Carvings

The carvings throughout the church were crafted by Godfrey and his sons who served as apprentices. Further family connections can be seen on the exterior of the church where the faces carved above the windows are those of Lewis’s wider family.

The carvings on the pulpit are worth exploring too, as are those in the foyer. Themes of nature are bound drawing on scripture ideas of creation and the sanctuary as being a microcosm of the whole earth gathered to bring its praise.

You’ll see pillars in the foyer are carved to look as if they have vines running up them and leaves sprouting from the top. This good news is not merely for humanity.

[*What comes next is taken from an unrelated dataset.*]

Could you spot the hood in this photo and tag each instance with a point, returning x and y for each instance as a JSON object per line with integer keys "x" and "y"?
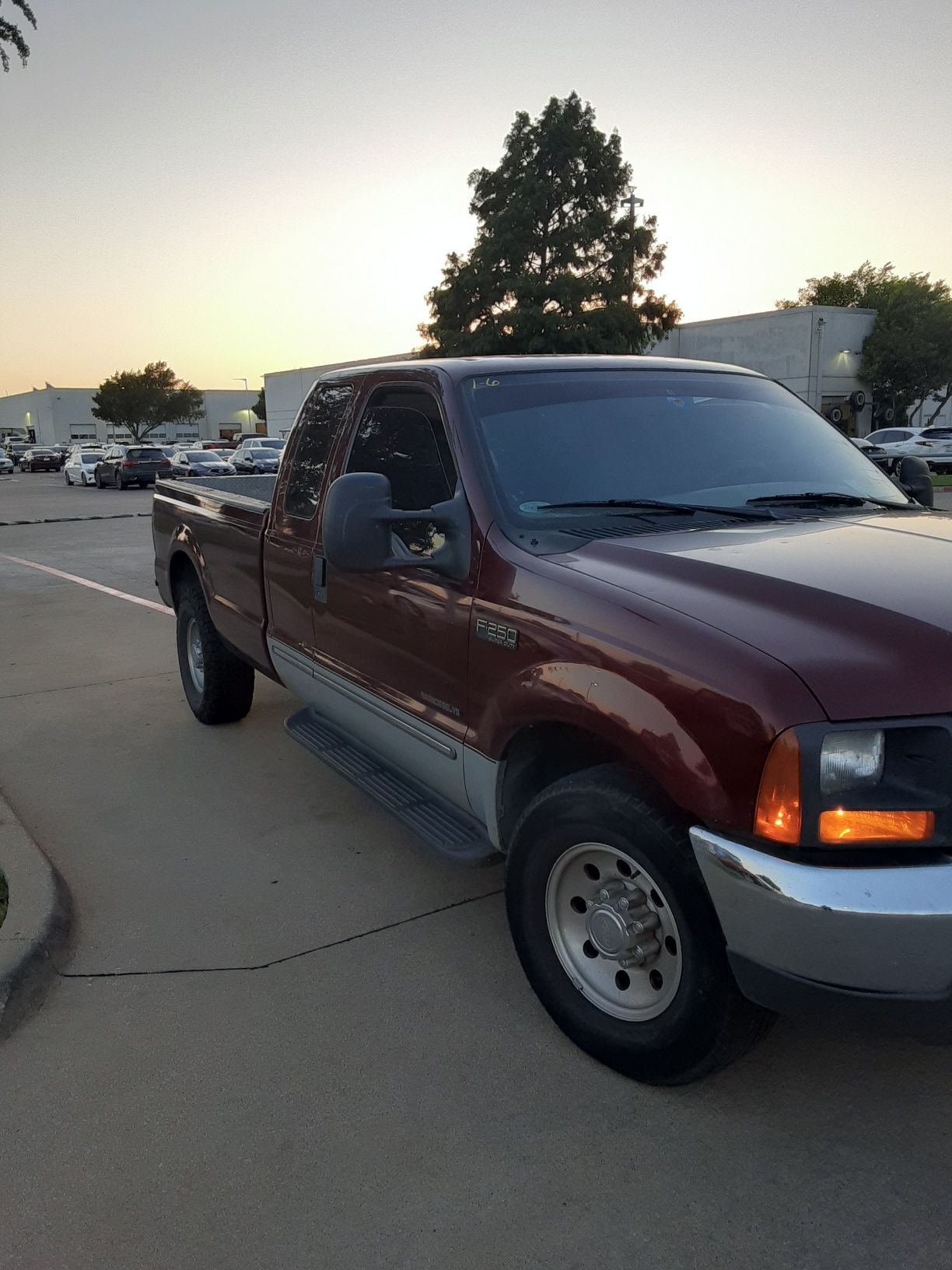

And in the context of the current ecological crisis, the message embedded in the stones of first church seems more pertinent than ever.

Of particular interest is the carve under the central arch at the front of the church. On the left side of the arch, a bird closes in on a moth. On the right hand side, the bird is feeding the moth to its young. The themes of life and death are appropriate in a place where the community would bring their young to be christened and their dead to be mourned and buried. However, the order of these themes is interesting. We are used to birth preceding death, but here Godfrey has carved death on the left side and new life on the right. In fact, the death on the left side is enabling the flourishing of the new life on the right.

Not just in Abel Carver, Godfrey was an astute theologian, for he seems to point to the life of faith, where a kind of death is required before we can encounter newness of life. Jesus’ death and resurrection point to this reversal of the old pattern, where death ceases to be an end and becomes instead a gateway.